Transit, bikes and walking are also much better at getting us the sort of place we need – what we used to call “livability” but now call “sustainability”. Even if every car were zero emission, automobiles impose huge costs on society not the least of which is suburban sprawl. We are going to need every inch of available land for agriculture. Indeed spiralling food prices are one of the main drivers of the current unrest seen across the world – most effectively so far in Tunisia and Egypt. Peak oil is now something that even the Saudis (in secret) and Shell acknowledge – and building the infrastructure for cars that don’t use oil is going to require huge amounts of oil!

In this region we already had plans in place that would have been a good start towards sustainability. We were protecting agricultural land, building complete communities in a compact urban area and we were supposed to be increasing transportation choices. But then we elected the BC Liberals and they have been working hard to reverse all that – with visible impacts all over the region. The short period of the winter Olympics last year was merely the Potemkin village for  media consumption: immediately afterwards transit contracted again, and the road building continued.

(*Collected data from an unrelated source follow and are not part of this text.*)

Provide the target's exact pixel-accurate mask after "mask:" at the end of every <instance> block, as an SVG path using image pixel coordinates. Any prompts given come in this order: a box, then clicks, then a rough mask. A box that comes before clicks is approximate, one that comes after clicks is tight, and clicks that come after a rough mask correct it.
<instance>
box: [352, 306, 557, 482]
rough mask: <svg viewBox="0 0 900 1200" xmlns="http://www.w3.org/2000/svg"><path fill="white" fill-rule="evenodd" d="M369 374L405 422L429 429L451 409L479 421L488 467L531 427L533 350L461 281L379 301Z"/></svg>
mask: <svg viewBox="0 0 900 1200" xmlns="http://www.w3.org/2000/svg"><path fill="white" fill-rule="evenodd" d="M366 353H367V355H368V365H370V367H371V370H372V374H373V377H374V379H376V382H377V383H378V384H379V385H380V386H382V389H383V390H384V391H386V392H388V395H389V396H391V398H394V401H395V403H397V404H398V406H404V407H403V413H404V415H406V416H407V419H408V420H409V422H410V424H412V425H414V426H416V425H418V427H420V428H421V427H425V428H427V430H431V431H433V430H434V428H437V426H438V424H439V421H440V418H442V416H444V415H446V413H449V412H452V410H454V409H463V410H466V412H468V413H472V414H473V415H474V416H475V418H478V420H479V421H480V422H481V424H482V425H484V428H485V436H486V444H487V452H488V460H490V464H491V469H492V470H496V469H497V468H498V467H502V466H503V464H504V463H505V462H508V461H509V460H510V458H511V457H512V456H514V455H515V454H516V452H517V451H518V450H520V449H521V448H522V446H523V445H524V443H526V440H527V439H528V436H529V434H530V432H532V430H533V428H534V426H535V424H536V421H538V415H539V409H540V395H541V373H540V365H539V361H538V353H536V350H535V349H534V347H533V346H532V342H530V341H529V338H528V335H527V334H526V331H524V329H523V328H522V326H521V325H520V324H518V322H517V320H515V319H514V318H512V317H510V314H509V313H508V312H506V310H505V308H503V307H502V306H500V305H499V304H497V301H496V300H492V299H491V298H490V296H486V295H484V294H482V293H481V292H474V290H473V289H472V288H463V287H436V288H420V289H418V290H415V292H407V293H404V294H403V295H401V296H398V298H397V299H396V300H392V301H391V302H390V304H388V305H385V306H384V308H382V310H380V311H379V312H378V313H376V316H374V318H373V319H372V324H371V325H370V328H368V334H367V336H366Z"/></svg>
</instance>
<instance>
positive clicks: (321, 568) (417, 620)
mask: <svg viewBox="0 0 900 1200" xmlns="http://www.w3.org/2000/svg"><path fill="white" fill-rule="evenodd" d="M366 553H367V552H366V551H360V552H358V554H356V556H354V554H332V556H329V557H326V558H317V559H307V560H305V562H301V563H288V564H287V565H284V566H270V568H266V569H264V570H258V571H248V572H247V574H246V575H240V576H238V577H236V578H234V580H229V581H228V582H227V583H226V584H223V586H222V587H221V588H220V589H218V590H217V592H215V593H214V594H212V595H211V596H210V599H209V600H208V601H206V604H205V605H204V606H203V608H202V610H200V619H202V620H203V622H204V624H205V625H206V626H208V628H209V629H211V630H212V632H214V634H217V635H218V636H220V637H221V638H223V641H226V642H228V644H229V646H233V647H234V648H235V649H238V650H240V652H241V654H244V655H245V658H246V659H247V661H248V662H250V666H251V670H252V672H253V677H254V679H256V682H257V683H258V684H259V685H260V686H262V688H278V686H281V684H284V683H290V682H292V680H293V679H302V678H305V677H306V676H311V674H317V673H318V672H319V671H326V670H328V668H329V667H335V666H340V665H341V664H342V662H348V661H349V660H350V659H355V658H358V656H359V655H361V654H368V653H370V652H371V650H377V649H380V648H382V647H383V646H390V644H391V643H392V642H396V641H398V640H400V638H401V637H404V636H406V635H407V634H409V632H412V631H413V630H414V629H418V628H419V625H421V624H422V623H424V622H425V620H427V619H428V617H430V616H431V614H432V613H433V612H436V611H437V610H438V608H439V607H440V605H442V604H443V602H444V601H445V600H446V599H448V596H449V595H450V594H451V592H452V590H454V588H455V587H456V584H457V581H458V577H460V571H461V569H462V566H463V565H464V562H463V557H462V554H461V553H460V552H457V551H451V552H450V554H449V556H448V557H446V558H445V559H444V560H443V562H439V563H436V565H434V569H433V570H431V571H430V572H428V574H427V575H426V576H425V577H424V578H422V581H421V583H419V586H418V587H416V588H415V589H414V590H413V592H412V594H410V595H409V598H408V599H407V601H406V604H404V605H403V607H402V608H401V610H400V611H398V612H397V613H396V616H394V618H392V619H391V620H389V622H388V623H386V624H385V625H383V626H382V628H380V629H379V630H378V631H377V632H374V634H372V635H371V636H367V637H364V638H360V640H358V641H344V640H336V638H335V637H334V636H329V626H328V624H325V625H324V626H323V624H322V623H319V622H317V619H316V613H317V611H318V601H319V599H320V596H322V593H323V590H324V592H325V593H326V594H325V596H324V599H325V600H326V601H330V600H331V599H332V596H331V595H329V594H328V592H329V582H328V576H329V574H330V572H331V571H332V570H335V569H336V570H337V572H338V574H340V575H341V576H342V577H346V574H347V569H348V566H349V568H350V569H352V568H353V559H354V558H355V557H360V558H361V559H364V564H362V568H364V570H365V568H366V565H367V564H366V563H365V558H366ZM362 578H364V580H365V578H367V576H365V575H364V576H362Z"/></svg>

My remarks were aimed at what we could have done. I talked about what Copenhagen has been doing for the last forty years – reducing the amount  of space dedicated to moving and parking cars in the urban area. About how improving facilities for movement without cars (more transit, more bike lanes, more pedestrian areas and sidewalks) has to happen before you try to get people to use them more. So that is where the bit about distance based insurance and parking charges come in – those are the easy first steps. Road pricing will take longer and cost more to set up, and could be offset by reducing other imposts  to make it more palatable to introduce. But like the carbon tax needs to bite to have any effect on behaviour. And it has to be part of a concerted policy. Not the current one – which is to make BC more attractive to corporations. But to serve the people of BC better – and to ensure that our children and grand children have a future.

That may seem a long way from not enough tolls to pay for a bridge, but it is all connected, and not in a way you can talk about in a matter of a few seconds. Which is why you read blogs and do not rely on tv news alone.